Contact Rate Fallers

Elias Diaz (C, PIT): 73% contact rate last seven days (-12%)

After hitting .223 with a .090 ISO and 52 wRC+ in 200 PA last season Diaz looked like the typical weak hitting backup catcher. This season he has flashed a little potential with the stick playing in Francisco Cervelli’s stead. Overall Diaz has a .282 AVG, .782 OPS, and .175 ISO. Those numbers make him a startable catcher in 12 team leagues and a great find in two-catcher or NL-only leagues. With a player like this, who literally came out of nowhere, there is always concerns that the bottom will fall out. Even though Diaz saw a dip in contact rate, his production didn’t suffer too much. He hit .278 with a .667 OPS and five strikeouts in 18 PA. Diaz has made good contact this season with an 80% contact rate and 14% strikeout rate, both significantly above average in today’s game. He has also raised his average exit velocity to 89.5 MPH, giving him a .295 xBA and .475 xSLG. Diaz is only 18% owned in Yahoo leagues as of writing this, and if you need a catcher he is certainly a good option. With word of Francisco Cervelli potentially moving to first base Diaz may have some staying power as Pittsburgh’s starting catcher.

Javier Baez (2B/SS, CHC): 67% contact rate last seven days (-6%)

This wasn’t a big drop for Baez, but with fewer games last week due to the All-Star break not many players had enough plate appearances to appear on our contact rate premium tool. As usual with Baez, the low contact rate didn’t affect his production over the past seven days. He hit .318 with a .682 OPS and seven strikeouts in 23 PA. A player like Baez, while he has been extremely productive this season, may be prone to big swings in production due to a low baseline for contact rate and poor plate discipline. That being said, the breakout looks legitimate as Baez has raised his contact rate 5% from last season. It is still low at 70%, but he has enough power and speed to make up for the strikeout issues. He is also hitting the ball harder with a 90.5 MPH average exit velocity, and has a 24% line drive rate. Baez is reminiscent of Carlos Gomez in his prime.

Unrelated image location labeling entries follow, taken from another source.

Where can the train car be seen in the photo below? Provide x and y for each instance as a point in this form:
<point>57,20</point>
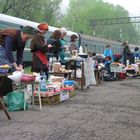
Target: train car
<point>92,43</point>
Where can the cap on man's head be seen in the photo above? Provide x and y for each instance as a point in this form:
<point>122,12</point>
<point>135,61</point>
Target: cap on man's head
<point>43,26</point>
<point>63,30</point>
<point>28,30</point>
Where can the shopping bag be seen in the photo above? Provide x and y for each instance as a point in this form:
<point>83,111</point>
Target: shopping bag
<point>15,101</point>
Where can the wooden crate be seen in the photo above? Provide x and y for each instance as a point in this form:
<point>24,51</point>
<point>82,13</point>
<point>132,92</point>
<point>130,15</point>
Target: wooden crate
<point>55,99</point>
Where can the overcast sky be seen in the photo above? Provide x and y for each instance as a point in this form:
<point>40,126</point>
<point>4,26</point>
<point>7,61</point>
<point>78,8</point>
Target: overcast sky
<point>132,6</point>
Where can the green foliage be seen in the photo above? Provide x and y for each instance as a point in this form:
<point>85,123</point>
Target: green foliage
<point>34,10</point>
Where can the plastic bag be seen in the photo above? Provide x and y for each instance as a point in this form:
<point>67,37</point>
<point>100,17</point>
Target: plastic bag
<point>15,101</point>
<point>16,76</point>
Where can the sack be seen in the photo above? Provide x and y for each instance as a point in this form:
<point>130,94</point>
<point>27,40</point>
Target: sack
<point>15,101</point>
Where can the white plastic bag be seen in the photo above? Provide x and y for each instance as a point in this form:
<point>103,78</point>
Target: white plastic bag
<point>16,76</point>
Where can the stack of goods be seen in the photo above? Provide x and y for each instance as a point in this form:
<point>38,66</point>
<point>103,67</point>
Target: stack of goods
<point>117,67</point>
<point>57,68</point>
<point>57,91</point>
<point>4,69</point>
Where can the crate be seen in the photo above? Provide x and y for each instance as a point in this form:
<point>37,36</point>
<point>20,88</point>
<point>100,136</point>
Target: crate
<point>72,93</point>
<point>51,100</point>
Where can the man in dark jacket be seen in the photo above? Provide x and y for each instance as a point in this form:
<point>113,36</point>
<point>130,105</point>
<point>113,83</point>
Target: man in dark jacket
<point>14,40</point>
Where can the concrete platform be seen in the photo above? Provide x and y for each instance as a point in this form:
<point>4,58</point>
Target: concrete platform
<point>109,111</point>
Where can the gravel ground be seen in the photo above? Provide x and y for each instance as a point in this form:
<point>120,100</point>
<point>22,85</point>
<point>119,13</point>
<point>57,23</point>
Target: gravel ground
<point>110,111</point>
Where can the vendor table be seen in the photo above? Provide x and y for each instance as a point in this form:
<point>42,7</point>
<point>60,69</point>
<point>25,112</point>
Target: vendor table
<point>3,91</point>
<point>61,74</point>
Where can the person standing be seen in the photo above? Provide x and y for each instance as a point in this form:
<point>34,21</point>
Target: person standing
<point>73,45</point>
<point>14,40</point>
<point>39,48</point>
<point>126,53</point>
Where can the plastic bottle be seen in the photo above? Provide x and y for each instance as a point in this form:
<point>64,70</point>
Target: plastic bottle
<point>127,63</point>
<point>80,49</point>
<point>42,83</point>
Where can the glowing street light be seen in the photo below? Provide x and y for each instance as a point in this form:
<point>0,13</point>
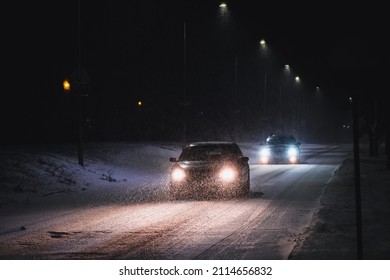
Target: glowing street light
<point>66,86</point>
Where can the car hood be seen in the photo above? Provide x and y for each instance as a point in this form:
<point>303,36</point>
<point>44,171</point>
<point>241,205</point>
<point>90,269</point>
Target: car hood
<point>203,164</point>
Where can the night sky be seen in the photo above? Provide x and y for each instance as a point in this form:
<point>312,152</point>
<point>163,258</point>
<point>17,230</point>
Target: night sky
<point>134,50</point>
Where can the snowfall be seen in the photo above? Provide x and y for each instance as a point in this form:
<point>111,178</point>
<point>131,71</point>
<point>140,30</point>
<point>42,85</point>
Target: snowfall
<point>34,177</point>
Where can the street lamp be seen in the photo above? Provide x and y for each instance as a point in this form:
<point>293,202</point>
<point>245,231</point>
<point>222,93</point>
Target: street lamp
<point>263,50</point>
<point>66,86</point>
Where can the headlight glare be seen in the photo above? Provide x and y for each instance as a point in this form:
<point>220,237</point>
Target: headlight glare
<point>292,152</point>
<point>178,174</point>
<point>227,174</point>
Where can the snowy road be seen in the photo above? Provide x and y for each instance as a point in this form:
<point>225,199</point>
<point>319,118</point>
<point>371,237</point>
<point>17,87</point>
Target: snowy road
<point>265,225</point>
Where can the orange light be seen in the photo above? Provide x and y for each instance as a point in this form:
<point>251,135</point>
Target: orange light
<point>66,85</point>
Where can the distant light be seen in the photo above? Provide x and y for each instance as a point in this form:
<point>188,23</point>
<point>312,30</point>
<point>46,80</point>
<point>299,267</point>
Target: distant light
<point>66,85</point>
<point>223,5</point>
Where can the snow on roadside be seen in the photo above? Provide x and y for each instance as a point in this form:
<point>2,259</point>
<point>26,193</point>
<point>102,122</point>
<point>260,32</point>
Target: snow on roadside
<point>35,175</point>
<point>333,233</point>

Poor plate discipline can make him frustrating to own at times, but the player comes through with big numbers at the end of the year.

Anthony Rizzo (1B, CHC): 80% contact rate last seven days (-5%)

The small dip in contact rate didn’t hinder Rizzo’s production last week. He hit .526 with a 1.404 OPS and four strikeouts in 27 PA. This was nice to see from Rizzo, who has been a disappointment thus far this season. Not counting his 2011 with San Diego, Rizzo currently has the lowest ISO (.164) and second lowest OPS (.789) of his career. After four straight years with either 31 or 32 home runs and an ISO above .230 this power drop came out of nowhere for the 28-year-old. His .262 AVG is also the lowest since 2013. Like Kris Bryant, it might appear that Rizzo has “sold out for contact” as he has the highest contact rate (85.6%) and lowest strikeout rate (12.5%) of his career, but unlike Bryant there is more hope for a power and batting average rebound here. Rizzo is still clobbering the ball with a 90.3 MPH average exit velocity, and his 11.5% HR/FB rate is 5% below his career average. Rizzo also has a career high 26% line drive rate yet just a .271 BABIP. Rizzo is a good target to buy-low on, as there is plenty to be hopeful for in his profile.